On ViewCristin Tierney Gallery
April 28–June 10, 2023
“The name of this tune is Mississippi Goddam,” Nina Simone announced during her 1964 concert at Carnegie Hall. “And I mean every word of it.” A response to the assassination of Medgar Evers and the 16th Street Baptist Church bombing in which four little girls were killed, events which had occurred the previous year, Simone’s expression of grief, frustration, and anger became an anthem of the ongoing Civil Rights Movement; its debut marked a sharp turn towards the political in the singer’s career. Nearly sixty years later, artist Dread Scott links Simone’s songs of protest to the present-day, creating four large screen-prints on canvas in which contemporary images acknowledge the continuation of hatred and violence directed towards Black Americans, women, and LGBTQ+ communities.
Goddam (2021), the exhibition’s titular work, centers a photograph of the US Capitol Building on a silver ground over which maps of Texas, Minnesota, Florida, and Georgia—hotbeds of brutality and murder—have been printed in yellow, black, and blue. The word “Goddam!,” written in red letters in what looks like the artist’s hand, repeats over the picture five times. Straightforward and immediate, the work echoes the distress of Simone’s lyric, acknowledging the futility of national demonstrations in a country whose legislative policy continues to marginalize its Black citizens. The central image speaks to the the US government’s blatant disregard for human safety and dignity as well as the current administration’s inability to stem the ongoing murders of innocent Black Americans despite the Black Lives Matter movement and years of organized protests.
Pirate Jenny (Gold) (2022) references a song from The Threepenny Opera written in 1928 by Kurt Weill and Bertolt Brecht which Nina Simone reinterpreted in 1964. The lyrics tell the story of a woman working in a hotel who is routinely humiliated by its guests. In her song, she foresees the arrival of a ship and band of pirates who will murderously avenge her before setting sail again with her onboard. Scott’s modern-day Jenny wears the apron of a waitress and stands smiling against a gold ground while around her small renderings of a pirate ship and its crew of swashbucklers battle a police car. On the left side of the picture, Scott repeatedly prints a photograph of a man standing on a smoking police car in a Black Lives Matter protest in a Warholian questioning of the impact of photographic images: Does the transmission of the photograph create social change? For that matter, is there any hope that the pirates on their way or are they a mere fantasy in Jenny’s mind?
The title Four Women (Yellow) (2023) alludes to Simone’s song of the same name which rails against the legacy of slavery and its reduction of Black women into stereotypes.
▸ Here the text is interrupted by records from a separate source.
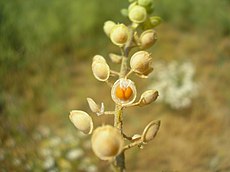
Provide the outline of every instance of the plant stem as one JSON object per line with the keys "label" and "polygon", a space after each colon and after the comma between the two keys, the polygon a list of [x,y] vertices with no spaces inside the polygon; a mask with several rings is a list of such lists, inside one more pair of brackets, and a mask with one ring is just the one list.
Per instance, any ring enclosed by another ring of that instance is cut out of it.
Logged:
{"label": "plant stem", "polygon": [[[131,44],[133,42],[133,29],[130,29],[130,39],[126,43],[124,48],[121,48],[121,55],[122,55],[122,62],[121,62],[121,69],[120,69],[120,75],[119,78],[125,78],[126,74],[128,73],[128,55],[129,51],[131,49]],[[117,127],[121,134],[123,135],[123,108],[121,105],[116,105],[115,107],[115,114],[114,114],[114,126]],[[117,157],[116,157],[116,171],[124,172],[125,171],[125,153],[122,151]]]}

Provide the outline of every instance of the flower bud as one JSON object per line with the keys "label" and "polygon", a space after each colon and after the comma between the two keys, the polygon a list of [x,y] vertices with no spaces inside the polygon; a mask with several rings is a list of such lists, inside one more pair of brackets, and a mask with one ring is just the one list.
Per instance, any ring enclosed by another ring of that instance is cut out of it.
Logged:
{"label": "flower bud", "polygon": [[124,24],[118,24],[113,27],[110,33],[111,41],[117,46],[124,46],[129,39],[129,30]]}
{"label": "flower bud", "polygon": [[144,143],[148,143],[157,135],[160,128],[161,121],[151,121],[144,129],[142,133],[142,140]]}
{"label": "flower bud", "polygon": [[132,136],[132,141],[137,141],[137,140],[139,140],[139,139],[141,139],[141,135],[140,135],[140,134],[134,134],[134,135]]}
{"label": "flower bud", "polygon": [[95,103],[95,101],[93,99],[87,98],[87,102],[88,102],[89,108],[92,112],[94,112],[94,113],[100,112],[99,106]]}
{"label": "flower bud", "polygon": [[111,96],[116,104],[132,104],[136,99],[136,87],[134,82],[129,79],[118,79],[111,90]]}
{"label": "flower bud", "polygon": [[132,70],[141,75],[148,75],[152,72],[153,68],[150,66],[151,56],[146,51],[138,51],[132,55],[130,66]]}
{"label": "flower bud", "polygon": [[124,140],[117,128],[106,125],[93,132],[91,143],[97,157],[110,160],[121,153]]}
{"label": "flower bud", "polygon": [[93,62],[102,62],[102,63],[106,63],[106,60],[105,60],[105,58],[103,57],[103,56],[101,56],[101,55],[95,55],[94,57],[93,57]]}
{"label": "flower bud", "polygon": [[109,57],[113,63],[121,63],[122,61],[122,56],[119,56],[117,54],[110,53]]}
{"label": "flower bud", "polygon": [[74,126],[85,134],[91,134],[93,131],[92,118],[84,111],[72,110],[69,115],[70,121]]}
{"label": "flower bud", "polygon": [[113,21],[110,21],[110,20],[108,20],[108,21],[106,21],[104,23],[103,30],[104,30],[104,32],[105,32],[105,34],[107,36],[110,35],[110,33],[111,33],[111,31],[112,31],[114,26],[116,26],[116,24]]}
{"label": "flower bud", "polygon": [[148,6],[152,3],[152,0],[138,0],[137,2],[141,6]]}
{"label": "flower bud", "polygon": [[129,19],[134,23],[143,23],[147,18],[146,9],[140,5],[134,5],[129,8]]}
{"label": "flower bud", "polygon": [[156,41],[157,33],[152,29],[144,31],[140,36],[140,43],[142,49],[150,48]]}
{"label": "flower bud", "polygon": [[96,55],[93,58],[92,71],[94,77],[99,81],[106,81],[109,78],[110,68],[105,59]]}
{"label": "flower bud", "polygon": [[141,95],[139,106],[144,106],[144,105],[148,105],[152,103],[153,101],[157,99],[158,96],[159,94],[158,94],[158,91],[156,90],[145,91]]}

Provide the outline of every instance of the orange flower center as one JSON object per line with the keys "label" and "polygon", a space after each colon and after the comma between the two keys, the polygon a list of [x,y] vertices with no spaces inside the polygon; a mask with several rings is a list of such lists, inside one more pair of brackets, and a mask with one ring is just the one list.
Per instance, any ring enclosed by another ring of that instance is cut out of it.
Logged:
{"label": "orange flower center", "polygon": [[133,94],[130,87],[121,88],[119,85],[116,88],[116,96],[121,100],[128,100]]}

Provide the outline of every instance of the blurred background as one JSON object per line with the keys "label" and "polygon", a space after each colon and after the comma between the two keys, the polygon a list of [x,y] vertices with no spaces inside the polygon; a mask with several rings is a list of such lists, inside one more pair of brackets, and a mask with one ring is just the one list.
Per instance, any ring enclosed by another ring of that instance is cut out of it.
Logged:
{"label": "blurred background", "polygon": [[[70,110],[90,113],[86,98],[114,108],[110,89],[93,78],[95,54],[119,52],[103,33],[122,0],[0,0],[0,171],[109,171]],[[156,139],[127,151],[127,171],[230,171],[230,1],[156,0],[163,18],[149,51],[149,80],[132,77],[138,94],[160,91],[147,107],[125,110],[127,135],[162,122]],[[117,65],[107,60],[111,68]],[[91,114],[95,126],[111,117]],[[103,145],[102,145],[103,146]]]}

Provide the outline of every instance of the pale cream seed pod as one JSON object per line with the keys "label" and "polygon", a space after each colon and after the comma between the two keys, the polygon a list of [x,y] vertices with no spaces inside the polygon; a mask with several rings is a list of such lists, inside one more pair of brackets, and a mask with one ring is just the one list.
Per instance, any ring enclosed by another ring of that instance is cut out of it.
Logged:
{"label": "pale cream seed pod", "polygon": [[91,144],[98,158],[111,160],[121,153],[124,140],[117,128],[105,125],[98,127],[93,132]]}
{"label": "pale cream seed pod", "polygon": [[153,140],[157,135],[157,132],[160,128],[161,121],[151,121],[144,129],[142,133],[142,141],[143,143],[148,143],[149,141]]}
{"label": "pale cream seed pod", "polygon": [[93,57],[93,62],[102,62],[102,63],[106,63],[106,60],[103,56],[101,55],[95,55]]}
{"label": "pale cream seed pod", "polygon": [[143,23],[147,18],[147,11],[140,5],[134,5],[130,7],[129,19],[137,24]]}
{"label": "pale cream seed pod", "polygon": [[92,118],[84,111],[72,110],[69,115],[70,121],[74,126],[85,134],[91,134],[93,131]]}
{"label": "pale cream seed pod", "polygon": [[108,80],[110,75],[109,65],[106,63],[105,59],[100,55],[94,56],[92,63],[92,71],[94,77],[99,81]]}
{"label": "pale cream seed pod", "polygon": [[93,99],[87,98],[87,102],[88,102],[89,108],[92,112],[94,112],[94,113],[100,112],[99,106],[96,104],[96,102]]}
{"label": "pale cream seed pod", "polygon": [[152,0],[138,0],[137,2],[141,6],[148,6],[152,3]]}
{"label": "pale cream seed pod", "polygon": [[140,36],[142,49],[150,48],[157,41],[157,33],[155,30],[146,30]]}
{"label": "pale cream seed pod", "polygon": [[139,106],[144,106],[144,105],[148,105],[152,102],[154,102],[157,97],[159,96],[158,91],[156,90],[147,90],[145,91],[140,98],[139,101]]}
{"label": "pale cream seed pod", "polygon": [[124,24],[117,24],[110,33],[110,39],[113,44],[123,47],[129,39],[128,27]]}
{"label": "pale cream seed pod", "polygon": [[104,23],[103,30],[107,36],[110,36],[110,33],[114,26],[116,26],[116,23],[111,20],[108,20]]}
{"label": "pale cream seed pod", "polygon": [[134,142],[134,141],[140,140],[141,137],[142,137],[142,136],[141,136],[140,134],[134,134],[134,135],[132,136],[132,141]]}
{"label": "pale cream seed pod", "polygon": [[151,55],[147,51],[138,51],[132,55],[130,60],[130,67],[134,72],[141,75],[148,75],[152,72]]}
{"label": "pale cream seed pod", "polygon": [[113,63],[118,63],[118,64],[120,64],[121,61],[122,61],[122,56],[117,55],[117,54],[110,53],[110,54],[109,54],[109,57],[110,57],[110,59],[111,59],[111,61],[112,61]]}
{"label": "pale cream seed pod", "polygon": [[136,99],[136,95],[136,86],[130,79],[118,79],[111,89],[113,101],[121,106],[132,104]]}

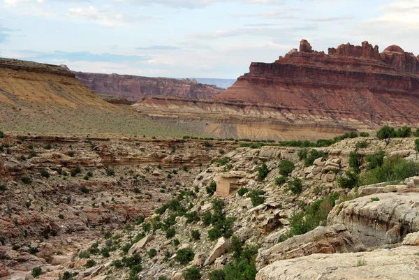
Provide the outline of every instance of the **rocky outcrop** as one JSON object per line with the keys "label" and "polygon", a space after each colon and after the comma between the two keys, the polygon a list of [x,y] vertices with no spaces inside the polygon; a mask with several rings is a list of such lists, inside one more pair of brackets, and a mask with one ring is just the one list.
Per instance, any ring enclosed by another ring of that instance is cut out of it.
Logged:
{"label": "rocky outcrop", "polygon": [[[319,119],[319,124],[325,124],[323,118],[355,128],[360,123],[416,124],[418,61],[398,46],[380,53],[368,42],[347,43],[326,54],[302,40],[300,51],[274,63],[251,63],[249,73],[214,99],[235,101],[242,108],[243,103],[275,105],[277,113],[304,115],[308,121]],[[360,123],[349,124],[350,119]]]}
{"label": "rocky outcrop", "polygon": [[256,280],[352,280],[419,279],[417,247],[369,253],[314,254],[279,260],[260,270]]}
{"label": "rocky outcrop", "polygon": [[281,260],[314,253],[353,253],[365,249],[364,244],[353,237],[344,225],[318,227],[260,251],[256,260],[256,270]]}
{"label": "rocky outcrop", "polygon": [[400,243],[408,233],[419,231],[418,205],[418,193],[376,193],[335,206],[328,225],[345,225],[369,246]]}
{"label": "rocky outcrop", "polygon": [[147,96],[163,96],[208,98],[221,93],[221,89],[200,84],[196,80],[148,78],[117,74],[75,72],[75,78],[99,94],[122,96],[135,103]]}
{"label": "rocky outcrop", "polygon": [[131,105],[131,102],[124,97],[117,96],[115,95],[108,94],[98,94],[99,97],[103,99],[105,101],[108,101],[112,104],[123,104],[123,105]]}

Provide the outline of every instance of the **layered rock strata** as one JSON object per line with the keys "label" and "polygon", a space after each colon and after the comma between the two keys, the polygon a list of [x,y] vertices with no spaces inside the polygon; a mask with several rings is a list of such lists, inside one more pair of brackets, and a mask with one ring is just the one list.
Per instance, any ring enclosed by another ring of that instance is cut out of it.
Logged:
{"label": "layered rock strata", "polygon": [[208,98],[223,89],[192,79],[148,78],[129,75],[75,72],[75,78],[99,94],[122,96],[135,103],[146,96],[163,96]]}

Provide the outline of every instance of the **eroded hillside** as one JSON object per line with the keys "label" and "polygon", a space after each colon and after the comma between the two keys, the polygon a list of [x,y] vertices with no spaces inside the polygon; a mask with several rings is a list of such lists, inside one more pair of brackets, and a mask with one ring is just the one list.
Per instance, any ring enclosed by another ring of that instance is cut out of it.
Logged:
{"label": "eroded hillside", "polygon": [[0,59],[0,127],[57,135],[179,136],[128,105],[100,98],[64,68]]}

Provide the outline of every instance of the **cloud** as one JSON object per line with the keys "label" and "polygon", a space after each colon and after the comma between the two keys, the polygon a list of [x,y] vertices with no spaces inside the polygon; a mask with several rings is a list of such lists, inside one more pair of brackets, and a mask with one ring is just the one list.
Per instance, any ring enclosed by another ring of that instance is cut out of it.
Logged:
{"label": "cloud", "polygon": [[106,27],[124,26],[146,19],[161,19],[161,17],[128,15],[117,10],[110,5],[101,7],[89,6],[88,7],[71,8],[66,15],[74,19],[98,22]]}
{"label": "cloud", "polygon": [[284,5],[284,0],[114,0],[118,3],[133,3],[139,5],[159,4],[175,8],[197,8],[216,3],[240,2],[247,4]]}
{"label": "cloud", "polygon": [[307,33],[316,30],[317,27],[305,26],[301,27],[290,28],[241,28],[230,30],[221,30],[205,34],[195,34],[191,36],[197,39],[212,40],[214,38],[235,37],[239,36],[262,36],[270,38],[278,38],[284,35],[292,35],[295,32],[304,31]]}
{"label": "cloud", "polygon": [[[2,55],[8,57],[8,53],[2,52]],[[37,61],[89,61],[89,62],[112,62],[124,63],[130,61],[141,61],[152,59],[153,57],[140,55],[124,55],[109,53],[94,54],[89,52],[41,52],[30,50],[20,50],[9,53],[13,57],[20,57],[26,59],[36,59]]]}
{"label": "cloud", "polygon": [[355,17],[354,15],[341,15],[339,17],[313,17],[308,19],[311,22],[338,22],[341,20],[353,20]]}
{"label": "cloud", "polygon": [[295,19],[299,18],[299,17],[290,15],[290,13],[300,10],[301,10],[299,8],[284,8],[256,13],[232,13],[230,15],[237,17],[256,17],[264,20]]}
{"label": "cloud", "polygon": [[171,45],[152,45],[150,47],[139,47],[135,49],[139,50],[180,50],[180,47]]}

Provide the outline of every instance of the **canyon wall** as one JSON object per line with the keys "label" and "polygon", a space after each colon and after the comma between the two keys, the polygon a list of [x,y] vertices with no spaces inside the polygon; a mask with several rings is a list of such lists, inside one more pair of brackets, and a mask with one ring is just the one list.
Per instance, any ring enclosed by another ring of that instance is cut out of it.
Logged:
{"label": "canyon wall", "polygon": [[163,96],[207,98],[223,89],[200,84],[196,80],[148,78],[117,74],[97,74],[75,72],[75,77],[99,94],[115,95],[135,103],[146,96]]}
{"label": "canyon wall", "polygon": [[385,124],[416,127],[418,104],[414,54],[397,45],[379,52],[368,42],[326,54],[302,40],[274,63],[251,63],[249,73],[210,100],[145,98],[135,107],[165,124],[193,123],[188,129],[196,133],[281,140],[374,132]]}

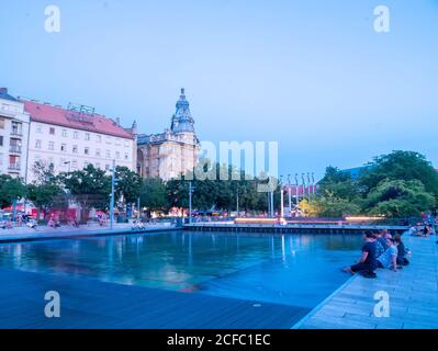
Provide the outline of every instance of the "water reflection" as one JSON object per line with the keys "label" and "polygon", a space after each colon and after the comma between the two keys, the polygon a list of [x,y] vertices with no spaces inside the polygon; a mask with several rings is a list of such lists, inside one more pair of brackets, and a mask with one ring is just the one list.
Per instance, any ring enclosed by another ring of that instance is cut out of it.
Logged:
{"label": "water reflection", "polygon": [[0,245],[0,265],[296,303],[335,290],[346,279],[338,268],[356,259],[360,244],[358,236],[175,231]]}

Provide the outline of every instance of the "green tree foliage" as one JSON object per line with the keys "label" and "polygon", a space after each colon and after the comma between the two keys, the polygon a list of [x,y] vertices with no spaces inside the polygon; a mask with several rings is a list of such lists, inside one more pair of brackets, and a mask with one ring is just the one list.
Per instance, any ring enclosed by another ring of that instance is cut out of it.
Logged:
{"label": "green tree foliage", "polygon": [[142,177],[127,167],[117,166],[115,168],[115,178],[117,179],[117,185],[115,186],[116,199],[120,200],[123,196],[126,203],[136,203],[142,192]]}
{"label": "green tree foliage", "polygon": [[111,177],[105,171],[88,165],[83,170],[59,176],[72,199],[81,206],[81,220],[87,220],[90,208],[108,210],[111,195]]}
{"label": "green tree foliage", "polygon": [[142,207],[150,211],[169,208],[166,184],[159,178],[145,179],[141,186],[139,202]]}
{"label": "green tree foliage", "polygon": [[389,217],[419,216],[435,206],[434,195],[419,180],[382,180],[368,197],[368,212]]}
{"label": "green tree foliage", "polygon": [[26,188],[20,178],[0,174],[0,208],[9,207],[14,200],[26,195]]}
{"label": "green tree foliage", "polygon": [[41,211],[45,213],[53,208],[68,207],[68,200],[59,179],[55,177],[54,166],[36,162],[33,167],[35,181],[27,184],[27,200],[30,200],[37,210],[40,218]]}
{"label": "green tree foliage", "polygon": [[414,151],[393,151],[375,157],[360,182],[370,192],[385,179],[418,180],[427,192],[438,197],[438,172],[425,156]]}
{"label": "green tree foliage", "polygon": [[318,196],[308,204],[318,216],[371,214],[389,217],[418,216],[438,201],[438,172],[414,151],[375,157],[358,179],[328,167]]}

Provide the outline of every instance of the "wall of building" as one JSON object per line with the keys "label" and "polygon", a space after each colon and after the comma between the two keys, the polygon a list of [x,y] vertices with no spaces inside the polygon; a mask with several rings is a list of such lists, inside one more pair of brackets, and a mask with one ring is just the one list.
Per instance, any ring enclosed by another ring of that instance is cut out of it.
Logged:
{"label": "wall of building", "polygon": [[26,178],[29,121],[23,103],[0,99],[0,174]]}
{"label": "wall of building", "polygon": [[80,170],[87,165],[108,170],[116,166],[136,170],[136,141],[58,125],[31,122],[27,181],[35,180],[32,168],[43,160],[53,163],[55,172]]}

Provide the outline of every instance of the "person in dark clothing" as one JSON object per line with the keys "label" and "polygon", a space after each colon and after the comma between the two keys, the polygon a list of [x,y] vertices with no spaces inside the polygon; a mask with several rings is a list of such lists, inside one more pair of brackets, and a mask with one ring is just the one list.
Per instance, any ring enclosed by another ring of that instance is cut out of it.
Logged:
{"label": "person in dark clothing", "polygon": [[405,245],[403,244],[402,236],[400,234],[396,234],[394,236],[394,242],[397,246],[397,264],[400,265],[409,264],[409,261],[406,259]]}
{"label": "person in dark clothing", "polygon": [[366,276],[375,276],[377,261],[375,261],[375,241],[374,235],[367,230],[363,235],[364,245],[362,247],[362,256],[358,263],[346,267],[345,272],[350,274],[362,273]]}

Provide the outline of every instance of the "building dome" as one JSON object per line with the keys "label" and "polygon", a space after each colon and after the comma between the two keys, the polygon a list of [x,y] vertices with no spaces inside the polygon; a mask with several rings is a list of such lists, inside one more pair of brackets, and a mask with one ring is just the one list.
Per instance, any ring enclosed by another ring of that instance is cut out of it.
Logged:
{"label": "building dome", "polygon": [[193,133],[194,121],[190,113],[190,103],[186,99],[184,88],[181,89],[181,95],[177,101],[177,111],[172,116],[172,133]]}

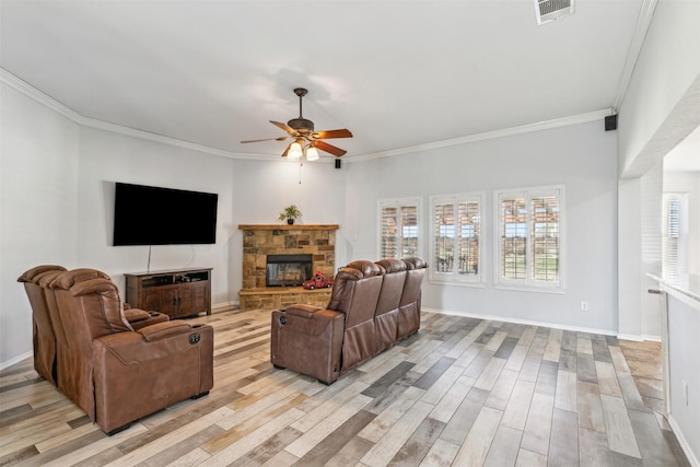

Rethinking the terms of image and individuality, Scott arranges duotone photographs of four women side by side, each looking directly at the viewer. One woman is fashionably dressed in a corduroy jacket, cropped trousers, earrings, and block-heeled boots. She could be a student, or maybe a young professional. Next to her, a middle-aged woman adorned in a flowing dress of African print fabric stands with her arms crossed over her chest. A third woman wears a camouflage jacket, black jeans, and lug-soled boots. Her right hand is clenched in a fist. The last woman in the line-up wears a stretchy, off-the-shoulder dress and Nike sneakers. Her hair hangs in long braids down to her waist. She coyly holds her hand to her chin. While the women appear poised and relaxed, the work’s title complicates the image, infusing it with the same histories of slavery, reconstruction, and Jim Crow that echo through Simone’s song. Yet Scott’s positing them over a background of gold elevates the ordinary to the iconic; his four women are venerable, modern-day saints or queens.
The artist literally becomes the subject in I Wish I Knew How It Would Feel to Be Free (2023), a mixed-media work for which Scott covered himself with charcoal before laying on his canvas to create a full-body print which he embellished with plumy wings. A round moon of gold-leaf casts a murky shadow behind him, conjuring a sense of magical possibilities, new beginnings, journey’s taken under its light. Riffing on Simone’s cover of a Billy Taylor song, Scott seems poised to rise up and fly away, yet a band of tar painted along the lower edge of the picture stuck through with feathers tethers him in place. Is this an image of hope or despair? In a country whose legacy of inequity and hatred monstrously cycles back upon itself, will one ever be able to exist without the other?